Yes, low_mega_apply still needs to be refactored. It is slightly more
"complicated" because of APPLY_STACK, where the return value will
overwrite the function on the stack. I want to fix the last crash in the
testsuite before refactoring that. If you are interested in working on
those, just let me know so we don't both do it ;)
Adding more perf support would be great, do you have your code in a
branch somewhere? I would be interested to have a look at it.
Arne
On 02/20/17 23:47, Martin Karlgren wrote:
Hi Arne,
That’s awesome!
I’d love to help (with the limited spare time I have.) I guess low_mega_apply should be refactored to make use of the new API too?
Speaking of faster calls, I’ve incidentally been poking around a bit with machine code function calling conventions lately. For profiling purposes (i.e. Linux perf) I’ve added minimal call frame information to Pike functions in the amd64 machine code generator. I’ve gotten to the point where I can start Roxen and get proper stack traces from perf, but the testsuite still fails – it seems related to decoding of dumped bytecode, and I haven’t been able to sort out why.

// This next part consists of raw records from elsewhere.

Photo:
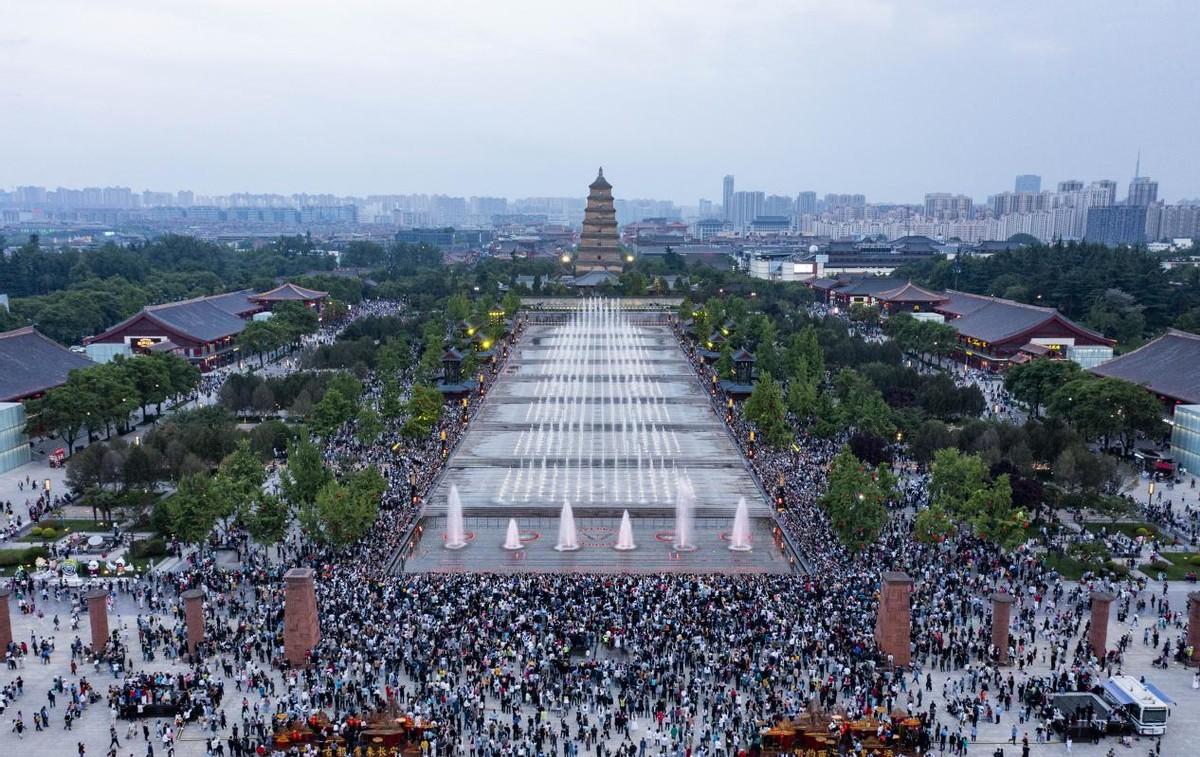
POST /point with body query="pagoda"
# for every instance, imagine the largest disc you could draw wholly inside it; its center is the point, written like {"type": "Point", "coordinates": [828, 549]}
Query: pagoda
{"type": "Point", "coordinates": [599, 248]}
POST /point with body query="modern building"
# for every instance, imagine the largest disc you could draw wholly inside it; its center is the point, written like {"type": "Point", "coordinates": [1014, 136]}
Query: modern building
{"type": "Point", "coordinates": [1027, 182]}
{"type": "Point", "coordinates": [599, 245]}
{"type": "Point", "coordinates": [1117, 224]}
{"type": "Point", "coordinates": [946, 206]}
{"type": "Point", "coordinates": [807, 203]}
{"type": "Point", "coordinates": [1143, 191]}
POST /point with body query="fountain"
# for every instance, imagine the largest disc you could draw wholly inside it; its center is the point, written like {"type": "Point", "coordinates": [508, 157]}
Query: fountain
{"type": "Point", "coordinates": [513, 538]}
{"type": "Point", "coordinates": [685, 502]}
{"type": "Point", "coordinates": [625, 535]}
{"type": "Point", "coordinates": [568, 538]}
{"type": "Point", "coordinates": [739, 541]}
{"type": "Point", "coordinates": [456, 538]}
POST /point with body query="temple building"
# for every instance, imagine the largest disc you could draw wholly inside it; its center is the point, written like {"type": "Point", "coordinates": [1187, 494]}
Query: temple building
{"type": "Point", "coordinates": [599, 245]}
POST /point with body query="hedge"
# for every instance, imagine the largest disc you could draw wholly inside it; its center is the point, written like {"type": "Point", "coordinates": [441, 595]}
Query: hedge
{"type": "Point", "coordinates": [21, 557]}
{"type": "Point", "coordinates": [147, 548]}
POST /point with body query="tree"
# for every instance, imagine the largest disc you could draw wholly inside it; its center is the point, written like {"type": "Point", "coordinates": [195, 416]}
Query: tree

Anyways, the good thing is that readymade visualisation tools built on perf output can be used to profile Pike code, and the interaction between Pike code and C functions is more apparent.

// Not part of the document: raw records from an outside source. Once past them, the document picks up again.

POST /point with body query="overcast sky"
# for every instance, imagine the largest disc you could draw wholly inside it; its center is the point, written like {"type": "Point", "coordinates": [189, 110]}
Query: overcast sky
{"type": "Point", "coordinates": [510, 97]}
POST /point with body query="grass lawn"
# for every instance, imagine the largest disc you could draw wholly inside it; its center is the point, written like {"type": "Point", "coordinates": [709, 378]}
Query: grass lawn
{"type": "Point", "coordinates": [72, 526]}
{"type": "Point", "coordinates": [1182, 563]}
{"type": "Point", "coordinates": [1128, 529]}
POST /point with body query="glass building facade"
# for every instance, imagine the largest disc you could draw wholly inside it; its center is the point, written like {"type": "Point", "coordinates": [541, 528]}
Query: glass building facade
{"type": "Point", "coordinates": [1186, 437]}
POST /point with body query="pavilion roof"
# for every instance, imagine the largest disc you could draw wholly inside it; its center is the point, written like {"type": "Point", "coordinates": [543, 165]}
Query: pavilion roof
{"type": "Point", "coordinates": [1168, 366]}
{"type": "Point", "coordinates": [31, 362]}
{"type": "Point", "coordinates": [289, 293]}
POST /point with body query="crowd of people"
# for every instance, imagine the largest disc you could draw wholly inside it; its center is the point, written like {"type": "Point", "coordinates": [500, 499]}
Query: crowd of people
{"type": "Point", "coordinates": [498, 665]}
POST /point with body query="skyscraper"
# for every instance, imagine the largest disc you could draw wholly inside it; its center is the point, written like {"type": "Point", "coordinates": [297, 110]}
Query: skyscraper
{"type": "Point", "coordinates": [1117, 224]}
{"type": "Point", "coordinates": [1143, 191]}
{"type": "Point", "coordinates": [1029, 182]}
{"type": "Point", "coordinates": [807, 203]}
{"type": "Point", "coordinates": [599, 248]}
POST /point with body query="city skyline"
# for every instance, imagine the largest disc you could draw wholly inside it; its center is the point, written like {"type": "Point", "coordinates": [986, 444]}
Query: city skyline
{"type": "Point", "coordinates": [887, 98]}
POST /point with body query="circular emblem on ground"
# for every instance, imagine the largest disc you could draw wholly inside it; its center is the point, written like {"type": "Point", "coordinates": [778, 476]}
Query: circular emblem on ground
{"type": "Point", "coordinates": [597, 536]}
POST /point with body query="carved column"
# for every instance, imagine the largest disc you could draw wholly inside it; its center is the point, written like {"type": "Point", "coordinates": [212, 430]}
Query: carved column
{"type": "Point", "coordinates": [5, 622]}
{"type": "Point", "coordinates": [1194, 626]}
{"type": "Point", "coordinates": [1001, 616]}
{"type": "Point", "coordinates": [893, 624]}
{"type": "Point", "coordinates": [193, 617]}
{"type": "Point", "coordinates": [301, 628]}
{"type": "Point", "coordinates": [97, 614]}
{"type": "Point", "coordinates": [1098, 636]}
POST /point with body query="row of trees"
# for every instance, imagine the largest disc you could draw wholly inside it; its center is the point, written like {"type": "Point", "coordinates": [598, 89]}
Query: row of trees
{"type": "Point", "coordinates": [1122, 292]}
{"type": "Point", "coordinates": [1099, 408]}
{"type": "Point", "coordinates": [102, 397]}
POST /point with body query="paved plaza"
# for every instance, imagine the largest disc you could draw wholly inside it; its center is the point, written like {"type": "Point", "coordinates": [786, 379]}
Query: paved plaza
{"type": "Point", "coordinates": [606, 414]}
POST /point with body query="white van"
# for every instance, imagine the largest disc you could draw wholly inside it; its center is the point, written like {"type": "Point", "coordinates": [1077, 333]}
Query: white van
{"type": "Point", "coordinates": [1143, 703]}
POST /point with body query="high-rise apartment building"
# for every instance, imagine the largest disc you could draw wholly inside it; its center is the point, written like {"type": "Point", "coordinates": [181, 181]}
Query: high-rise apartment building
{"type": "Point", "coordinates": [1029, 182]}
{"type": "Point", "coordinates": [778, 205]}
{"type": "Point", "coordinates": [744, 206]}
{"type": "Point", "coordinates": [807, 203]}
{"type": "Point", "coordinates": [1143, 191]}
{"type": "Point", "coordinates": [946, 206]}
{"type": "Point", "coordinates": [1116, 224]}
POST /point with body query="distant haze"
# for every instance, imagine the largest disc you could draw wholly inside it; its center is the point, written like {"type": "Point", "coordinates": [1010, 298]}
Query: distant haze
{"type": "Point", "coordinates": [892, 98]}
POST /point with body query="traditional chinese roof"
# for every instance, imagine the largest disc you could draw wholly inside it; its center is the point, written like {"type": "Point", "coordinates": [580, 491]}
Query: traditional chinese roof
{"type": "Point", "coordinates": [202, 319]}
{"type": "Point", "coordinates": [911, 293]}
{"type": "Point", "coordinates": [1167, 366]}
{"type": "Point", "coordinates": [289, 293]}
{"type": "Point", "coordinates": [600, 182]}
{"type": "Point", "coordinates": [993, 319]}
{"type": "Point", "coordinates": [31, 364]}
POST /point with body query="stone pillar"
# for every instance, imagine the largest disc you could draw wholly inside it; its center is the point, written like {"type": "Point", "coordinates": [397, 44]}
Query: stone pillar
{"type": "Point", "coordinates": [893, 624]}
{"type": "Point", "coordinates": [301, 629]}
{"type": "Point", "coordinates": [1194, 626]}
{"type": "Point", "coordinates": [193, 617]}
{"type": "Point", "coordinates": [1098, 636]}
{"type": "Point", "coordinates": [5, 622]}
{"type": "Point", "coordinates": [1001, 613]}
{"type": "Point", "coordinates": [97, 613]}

Examples from a very simple Roxen site being hit by apachebench:
http://marty.se/dotgraph.png <http://marty.se/dotgraph.png> (nodes with a “perf-17628.map” header represent Pike functions)
http://marty.se/flamegraph.svg <http://marty.se/flamegraph.svg> (time on horisontal axis, stack depth on vertical axis).
Hopefully this can be used to weed out where we should start looking for optimisation candidates eventually.
/Marty